I was sat on a leather bench in an enormously long wood-panelled hall, waiting for my turn to give evidence for the House of Lords Select Committee on AI, when I realised: people talk about the “corridors of power” - I was sat in an actual one. After several years interacting with government while working at Digital Catapult, I wasn't a complete beginner, but this was still nerve wracking: a grilling from Lords, Baronesses, Viscounts and even a Lord Bishop, with video and transcript to be published. While waiting, David Barber from UCL and I tried to figure out the correct forms of address. Your Lordship? Sir? I think we got away with it. We still have our heads.

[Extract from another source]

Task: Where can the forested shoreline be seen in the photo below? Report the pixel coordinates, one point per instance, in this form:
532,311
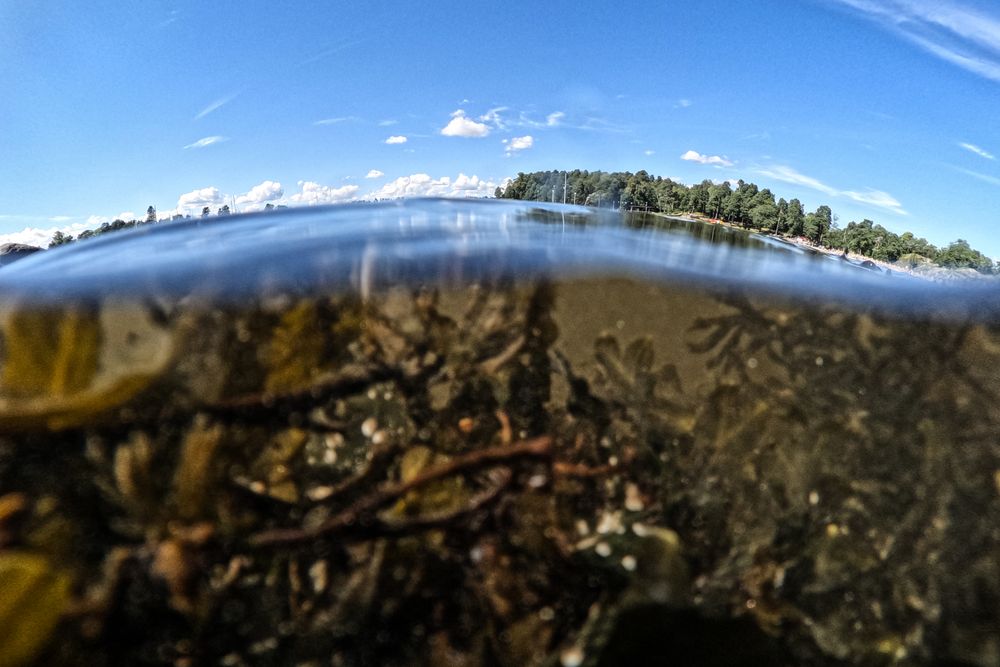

That was the culmination of a long and arduous campaign to persuade the UK government that AI computation was a genuine problem for machine learning startups, despite the falling costs of cloud compute. What it taught me was that after more than a year of hard work, if you're lucky you can insert a sentence or two into policy, and that away from the theatre of parliamentary debates that we see on TV a lot of the real work happens in the committees. Along the way the journey included written and workshop contributions to Wendy Hall and Jerome Pesenti's report, Growing Artificial Intelligence in the UK, the Royal Society reports on Data management and use: governance in the 21st century and Machine learning: the power and promise of computers that learn by example, evidence to the All-Party Parliamentary Group as well as the House of Lords Select Committee on AI, talks at the Policy-UK Forum, Westminster Insight and eForum events, and quotes in the Sunday Times.

The good news was that the government decided we had a good case (helped along by the Machines for Machine Intelligence report by Libby and Anat) and InnovateUK funded the beginning of the Machine Intelligence Garage. The team took this programme, initially aimed at helping machine learning startups with AI computation and turned it into a popular and successful accelerator. As of the time of writing in 2019 there had been 8 cohorts of companies going through, an ethics process launched, and the beginnings of success stories.

Alongside the work on AI, my time at Digital Catapult was characterised by a terrifying breadth of industries and technologies to cover. So I was also an early member of the DCMS Future Communications Challenge Group looking at 5G, the group that is now called ImmerseUK looking at applications of immersive technologies, the Digital Engineering and Manufacturing Leadership group organised by Phill Cartwright, that gradually turned into the Made Smarter programme on industrial digitalisation for the UK, the Connected and Autonomous Vehicle Forum, the Industrial Advisory Group for ICT for InnovateUK (the UK government agency funding innovation), the IM-PACT group on intelligent mobility and a group pulled together to advise the HS2 high speed rail project on future technologies. Together with the Open Data Institute, we wrote a response to the Government Office for Science report on distributed ledgers, and probably many others lost in the depths of the internet!